Shouts and heavy blows continued, but they had little to do with me, for which I was immensely grateful. My bonds made movement impossible, even if I’d had the strength to try or the fortitude to ignore the fresh indignities that had been laid over my already battered self. I was barely lucid enough to keep myself from drowning in the mud. But the proceedings were very odd. The Elhim could not be putting up such a fight as I heard. Somehow in my groggy confusion I envisioned an irritated Callia standing up in her green satin, the blood trickling down the front of it from her gaping throat, and throwing the heavy bodies into the river with a resounding splash. Or perhaps the splash was my face falling into the mud as I slipped into insensibility.


I didn’t want to open my eyes. The terror that I would see nothing but darkness was so absolute as to allow no other thought to pass through my mind. In the same way I dared not move lest I feel the damp straw, or the manacles about my wrists and ankles, or the iron walls so close about me that I could touch all four plus ceiling and floor at once. I dared not breathe lest I smell the stink of my fear and the foulness of my den of living death. Desperately I fought to stay on the far side of the boundary between sleep and waking. Better not ever to wake up. Better not to know.

“... not yet ready for visitors. But I thought you ought to see ...” The whisper came from the waking side, but learning who it was meant opening my eyes.

“By the Seven!” Vaguely familiar, that shocked, angry voice. “They’ll pay for this. Do what you can. As soon as he’s fit to talk, send for me.”

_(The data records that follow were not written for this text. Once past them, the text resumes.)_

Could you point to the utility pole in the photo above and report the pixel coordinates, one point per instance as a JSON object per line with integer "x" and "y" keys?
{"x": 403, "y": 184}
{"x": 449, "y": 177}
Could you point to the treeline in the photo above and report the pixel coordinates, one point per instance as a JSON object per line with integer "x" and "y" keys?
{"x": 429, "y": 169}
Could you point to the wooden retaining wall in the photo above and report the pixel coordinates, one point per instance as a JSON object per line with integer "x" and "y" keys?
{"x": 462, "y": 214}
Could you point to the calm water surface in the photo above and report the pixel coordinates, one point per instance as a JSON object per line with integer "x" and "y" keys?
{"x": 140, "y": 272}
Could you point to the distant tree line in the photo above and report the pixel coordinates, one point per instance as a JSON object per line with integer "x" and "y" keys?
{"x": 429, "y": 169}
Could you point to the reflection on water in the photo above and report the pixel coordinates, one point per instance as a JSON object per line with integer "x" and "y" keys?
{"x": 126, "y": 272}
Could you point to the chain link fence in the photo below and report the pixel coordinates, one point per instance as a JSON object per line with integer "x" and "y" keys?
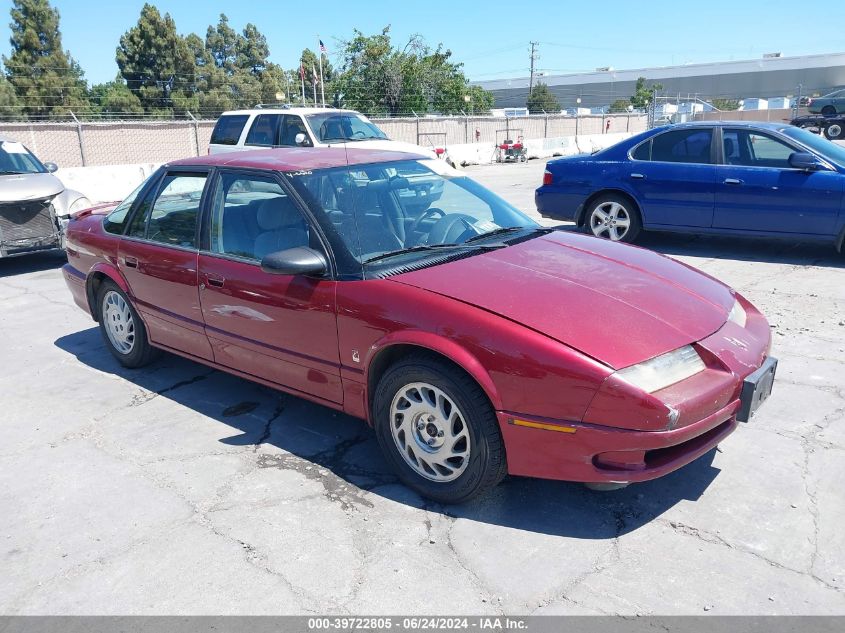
{"x": 95, "y": 143}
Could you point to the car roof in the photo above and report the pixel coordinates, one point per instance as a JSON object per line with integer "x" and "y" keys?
{"x": 284, "y": 110}
{"x": 768, "y": 125}
{"x": 298, "y": 158}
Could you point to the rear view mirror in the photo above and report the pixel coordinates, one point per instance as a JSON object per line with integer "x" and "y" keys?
{"x": 295, "y": 261}
{"x": 805, "y": 161}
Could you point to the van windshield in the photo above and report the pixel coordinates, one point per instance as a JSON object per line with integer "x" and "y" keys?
{"x": 343, "y": 126}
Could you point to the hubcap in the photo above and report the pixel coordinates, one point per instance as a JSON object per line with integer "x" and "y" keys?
{"x": 430, "y": 432}
{"x": 118, "y": 321}
{"x": 610, "y": 219}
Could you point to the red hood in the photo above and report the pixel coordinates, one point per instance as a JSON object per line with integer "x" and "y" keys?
{"x": 618, "y": 304}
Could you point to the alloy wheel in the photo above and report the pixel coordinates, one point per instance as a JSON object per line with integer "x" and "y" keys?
{"x": 120, "y": 326}
{"x": 430, "y": 432}
{"x": 610, "y": 219}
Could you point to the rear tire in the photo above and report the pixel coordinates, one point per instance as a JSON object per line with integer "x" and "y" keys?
{"x": 613, "y": 217}
{"x": 833, "y": 131}
{"x": 438, "y": 430}
{"x": 122, "y": 329}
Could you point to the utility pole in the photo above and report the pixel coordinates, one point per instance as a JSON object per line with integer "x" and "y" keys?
{"x": 534, "y": 57}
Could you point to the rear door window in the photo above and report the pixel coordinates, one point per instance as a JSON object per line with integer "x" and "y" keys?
{"x": 683, "y": 146}
{"x": 172, "y": 217}
{"x": 228, "y": 129}
{"x": 264, "y": 131}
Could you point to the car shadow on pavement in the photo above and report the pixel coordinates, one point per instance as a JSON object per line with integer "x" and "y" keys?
{"x": 32, "y": 263}
{"x": 738, "y": 248}
{"x": 341, "y": 452}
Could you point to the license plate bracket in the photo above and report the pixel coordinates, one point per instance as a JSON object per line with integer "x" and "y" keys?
{"x": 756, "y": 388}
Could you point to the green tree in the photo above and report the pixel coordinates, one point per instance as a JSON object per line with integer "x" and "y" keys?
{"x": 47, "y": 80}
{"x": 541, "y": 99}
{"x": 725, "y": 104}
{"x": 378, "y": 78}
{"x": 644, "y": 94}
{"x": 157, "y": 64}
{"x": 620, "y": 105}
{"x": 115, "y": 100}
{"x": 10, "y": 107}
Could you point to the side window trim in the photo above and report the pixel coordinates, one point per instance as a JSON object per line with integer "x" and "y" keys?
{"x": 747, "y": 131}
{"x": 165, "y": 172}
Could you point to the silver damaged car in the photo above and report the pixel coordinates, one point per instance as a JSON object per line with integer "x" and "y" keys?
{"x": 34, "y": 204}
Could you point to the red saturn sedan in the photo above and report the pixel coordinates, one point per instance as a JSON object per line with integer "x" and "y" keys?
{"x": 476, "y": 342}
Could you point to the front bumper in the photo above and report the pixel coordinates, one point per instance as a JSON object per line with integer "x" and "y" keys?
{"x": 581, "y": 454}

Clothing rustled and footsteps receded—furious footsteps on wood floors—then water dribbled close by my ear. Warm wetness on my naked back, stinging at first ... then soothing ... and on my face and my arms. Mumbled cursing as the gentle ministrations touched my hands. Sometime in between I was rolled onto my back, a position I could not bear after seventeen years of constant lashings. When I heard a dismal moan and concluded it was my own, the invisible spirit crooned comfort—a spirit that, from the sound of it, was surely embodied in an elderly gentleman.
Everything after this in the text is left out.